In another part of the video, Ahmadinejad stated that what he says is “not an insult or a propaganda against the regime… we want to reform the situation… we say that this is bad and damaging the regime, the Iranian revolution, and the people.”

A few days ago, Esfandiar Rahim Mashaei, vice president, chief of staff, and senior aide to Ahmadinejad, was sentenced to six and a half years in prison on charges of threatening national security.

In March, Mashaei protested in front of the British embassy and burned a court sentence against former vice president and close Ahmadinejad aide, Hamid Baghaei, in a symbolic reference to accusations of “links” between the Chief Justice and Britain.

Commenting on Mashaei’s charges, Ahmadinejad said it “distorts the image of the regime,” while also criticizing IRGC intelligence service for setting up its own prisons.

Last week, a group of Ahmadinejad supporters published a video of Mashaei in which he speaks of attempts to assassinate him in prison. He also accused Taeb of working to force confessions from Baghaei, who is serving a sentence in Evin prison.

IRGC intelligence service is a parallel organ of the Ministry of Intelligence. Khamenei appoints its chief, who is therefore considered one of the most powerful figures in the regime.

The Guards’ intelligence service is known for prosecuting senior officials accused of security violations.

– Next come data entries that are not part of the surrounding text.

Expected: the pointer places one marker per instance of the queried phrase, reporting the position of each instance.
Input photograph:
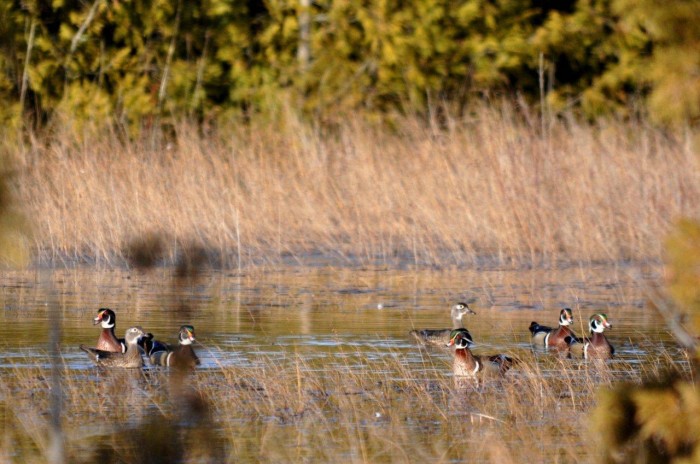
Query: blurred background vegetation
(154, 62)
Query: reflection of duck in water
(597, 345)
(440, 337)
(182, 356)
(107, 341)
(548, 337)
(467, 365)
(130, 358)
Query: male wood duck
(182, 356)
(150, 345)
(440, 337)
(130, 358)
(597, 345)
(107, 341)
(467, 365)
(548, 337)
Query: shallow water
(331, 319)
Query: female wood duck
(467, 365)
(107, 341)
(150, 345)
(597, 345)
(440, 337)
(130, 358)
(182, 356)
(548, 337)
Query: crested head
(566, 317)
(133, 334)
(106, 318)
(460, 338)
(599, 322)
(460, 309)
(186, 335)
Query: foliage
(137, 63)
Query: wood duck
(467, 365)
(130, 358)
(440, 337)
(107, 341)
(182, 356)
(150, 345)
(548, 337)
(597, 345)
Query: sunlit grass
(293, 411)
(489, 185)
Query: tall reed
(488, 185)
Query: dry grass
(487, 186)
(292, 411)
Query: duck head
(599, 322)
(566, 317)
(460, 339)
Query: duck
(131, 358)
(466, 365)
(547, 337)
(107, 341)
(150, 345)
(597, 345)
(440, 337)
(182, 356)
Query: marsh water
(327, 317)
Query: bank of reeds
(291, 411)
(491, 185)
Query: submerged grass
(293, 411)
(490, 185)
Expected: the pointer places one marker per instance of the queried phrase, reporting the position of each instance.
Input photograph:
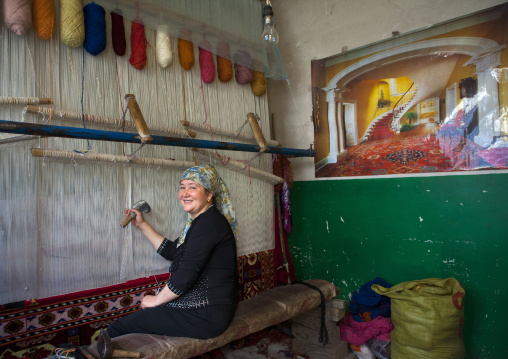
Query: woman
(200, 297)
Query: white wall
(320, 28)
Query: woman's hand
(149, 301)
(138, 220)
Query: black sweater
(204, 268)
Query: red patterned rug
(417, 154)
(32, 329)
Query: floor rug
(416, 154)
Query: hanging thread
(18, 16)
(163, 53)
(72, 22)
(43, 15)
(138, 46)
(224, 64)
(118, 33)
(243, 74)
(95, 29)
(185, 49)
(206, 63)
(258, 83)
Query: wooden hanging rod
(220, 132)
(238, 166)
(104, 158)
(104, 121)
(158, 163)
(24, 101)
(84, 133)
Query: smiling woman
(200, 297)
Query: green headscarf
(207, 176)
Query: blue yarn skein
(95, 29)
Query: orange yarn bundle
(258, 83)
(17, 15)
(43, 15)
(224, 64)
(185, 49)
(138, 46)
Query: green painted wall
(401, 229)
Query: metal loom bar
(82, 133)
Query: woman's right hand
(136, 221)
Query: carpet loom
(59, 221)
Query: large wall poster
(432, 100)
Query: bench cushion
(264, 310)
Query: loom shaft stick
(138, 119)
(72, 132)
(258, 134)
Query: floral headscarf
(208, 177)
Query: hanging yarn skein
(185, 49)
(18, 16)
(43, 15)
(243, 74)
(95, 29)
(138, 46)
(163, 53)
(118, 33)
(72, 22)
(206, 63)
(224, 64)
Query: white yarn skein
(163, 52)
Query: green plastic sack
(427, 317)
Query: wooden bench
(264, 310)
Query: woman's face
(193, 197)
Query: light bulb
(270, 36)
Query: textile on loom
(34, 329)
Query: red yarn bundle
(138, 46)
(118, 33)
(185, 49)
(206, 63)
(243, 74)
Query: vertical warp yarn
(118, 33)
(43, 15)
(258, 83)
(72, 22)
(163, 53)
(224, 64)
(206, 63)
(18, 16)
(185, 49)
(95, 29)
(243, 74)
(138, 46)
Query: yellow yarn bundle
(43, 12)
(72, 22)
(17, 15)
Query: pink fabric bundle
(357, 333)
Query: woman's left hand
(149, 301)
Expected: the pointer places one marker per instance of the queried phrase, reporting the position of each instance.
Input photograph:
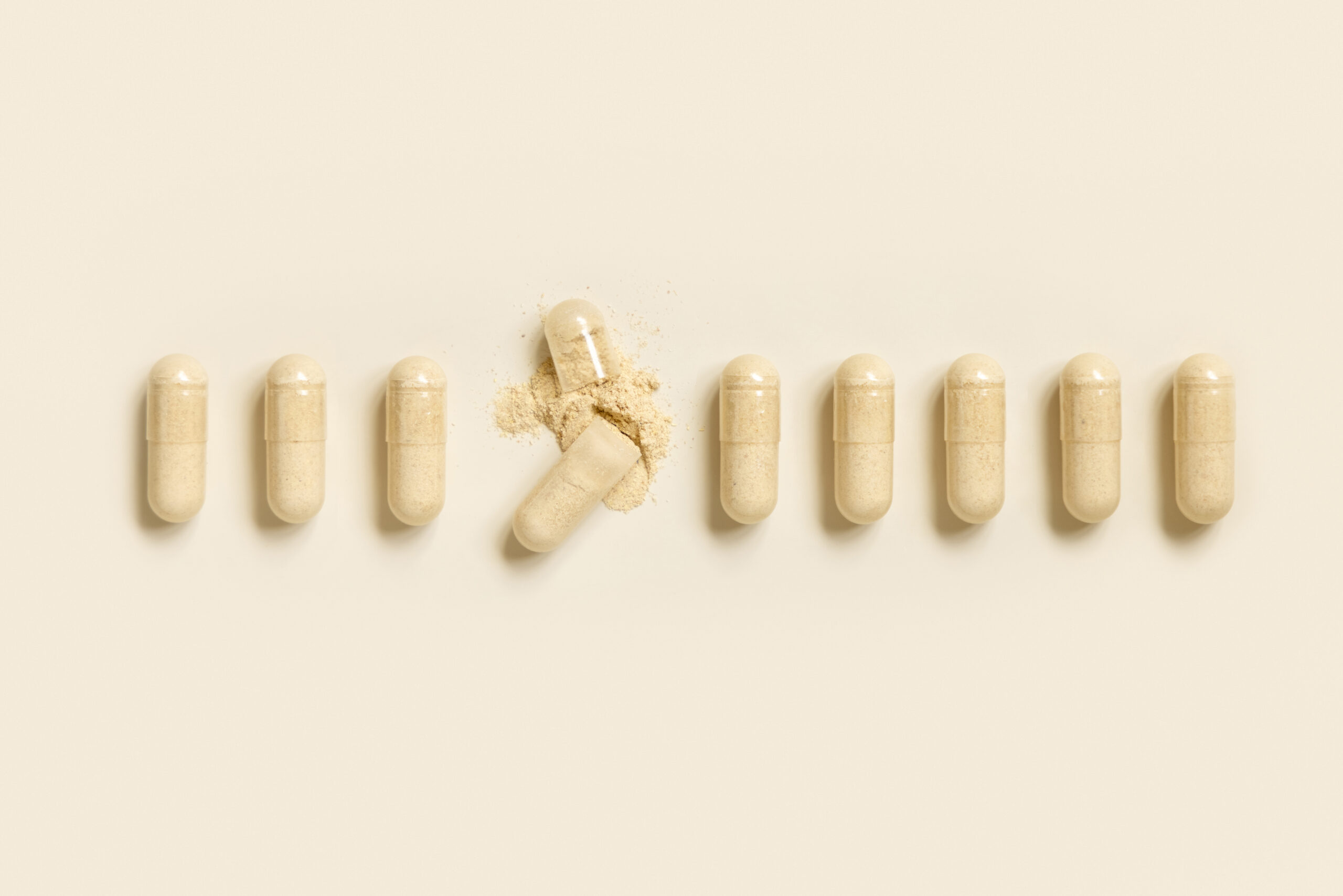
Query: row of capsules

It is tasked with providing protection for the supreme leader and senior officials of state agencies, airports and nuclear facilities.

Ahmadinejad is not the first senior Iranian official to criticize the IRGC intelligence chief.

In recent years, current deputy speaker Ali Motahari and reformist opposition leader Mehdi Karroubi have sharply criticized Taeb and the IRGC intelligence service’s operation in parallel to the Ministry of Intelligence.

Among the most prominent arrests were Iranian President Hassan Rouhani’s brother, Hossein Fereydoun, and brother of Vice-President Eshaq Jahangiri, Mehdi Jahangiri, on charges of corruption.

Prior to the 2017 presidential elections, Rouhani had criticized the arrest of a number of activists on his electoral campaign by the Guards’ intelligence.